Written by Faith in Place's Communications Director, Elena Bettis, MA, MPH.
The father of environmental justice, Dr. Robert Bullard, said the United States, “was founded on four principles: free land, free labor, free men, and free enterprise.” While these principles, “looked great on paper, in reality, none of them were true.”1 They were not true in the past and they are not true today.
On May 8th, we were reminded of this false perception of freedom. Thousands of Americans took to the streets and ran 2.23 miles to honor the 26th birthday of Ahmaud Arbery. Ahmaud was 25-year old innocent black men shot in February while running in a Georgia neighborhood. The hashtag #IRunWithMaud trended on social media, declaring solidarity in the belief that our country is not fully free.
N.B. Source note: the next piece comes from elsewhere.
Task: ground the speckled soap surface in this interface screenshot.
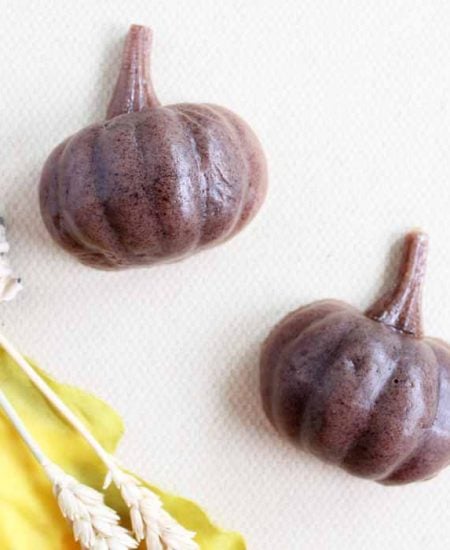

Ahmaud’s death is not isolated, as the news of hate crimes are all too familiar. Racism is in the essence of our identity as Americans. Legally rooted discrimination is embedded in the framework in which our society exists.
These insidious root causes of injustice are seen in overt incidents like the murder of Mr. Arbery, as well as in more disguised realities like health disparities. This reality is being magnified during the COVID-19 pandemic. Black and Hispanic communities are not contracting and dying from COVID-19 at higher rates because of their race or ethnicity. It is because health is dependent on a complex combination of where people work, live, get food, and interact. Decades of systemized racism make certain zip codes harder to live in and health harder to achieve.
These connections go further. The graphic below shows a haunting similarity between maps visualizing a lack of access to health care and healthy food, maps showing cancer and heart disease rates, and a map showing the number of COVID-19 deaths in the Chicago area. History shapes the quality of life in zip codes and it has tangible, real effects on daily life. Zipcode matters.
The following graphic highlights some of the reasons disadvantaged communities are experiencing these higher burdens of disease and mortality. Notice that many of these reasons are shaped by decades of discriminatory lending, environmental, employment, housing, and immigration policies.
Disadvantaged communities remain resilient despite discriminatory policies, lack of resources, and a constant toll on mental, physical, and emotional health. That resilience is tested, however, during critical moments like COVID-19. With fewer and inequitably distributed emergency relief resources, the pandemic’s impacts are more damaging, and recovery will be slower for these communities.
The unfortunate reality is that if we continue our current course, maps for the impacts of climate change will look like those above. Those most acutely affected by negative air quality, rising costs of food, flooding, and heatwaves will live in the same zip codes as those currently struggling with high rates of COVID-19. Dr. Natasha DeJarnett, an environmental health policy analyst, summarizes this idea saying, “Though we are all at risk to the health threats of climate change, some groups are more vulnerable, and thereby less resilient, to the health threats.”6
We believe responses to COVID-19 and climate change must both be rooted in equity. Dr. Bullard shares, “When we start applying modern-day policy remedies without looking at the... legacy of racism that created those communities, we can further exacerbate the inequality.7
As people of faith, we see this challenge as a call to live into our collective identity. Our faiths call us out of cultural individualism and into a space where we can hold the pain and separation years of racism created. From that place, we can move forward together. Dr. Gail Christopher, the founder of the Ntianu Center for Healing and Nature, shares that, “In order to move forward, this nation must heal the wounds of our past and learn to work together with civility, and indeed, with love. We must build the individual and collective capacity to “see ourselves in the face of the other.”8 As we “see ourselves in the face of others,” we can find new solutions that meet the magnitude of the crises we face.
Jason Vaughn, one of Ahmaud Arbery’s football coaches, shared with the New York Times recently that, it “is going be a long road to justice".9 Recognizing the discrimination that shapes our society and finding collective, equity-based solutions is hard. None of us have ever experienced a world not shaped by racism. To create a new world together can seem unimaginable at times. But this is the only true path forward; the only path that meets the demands and the nature of the problem. May our communal commitment to justice carry us each day and may it help us seek solutions that create a future bearing true freedom for all people.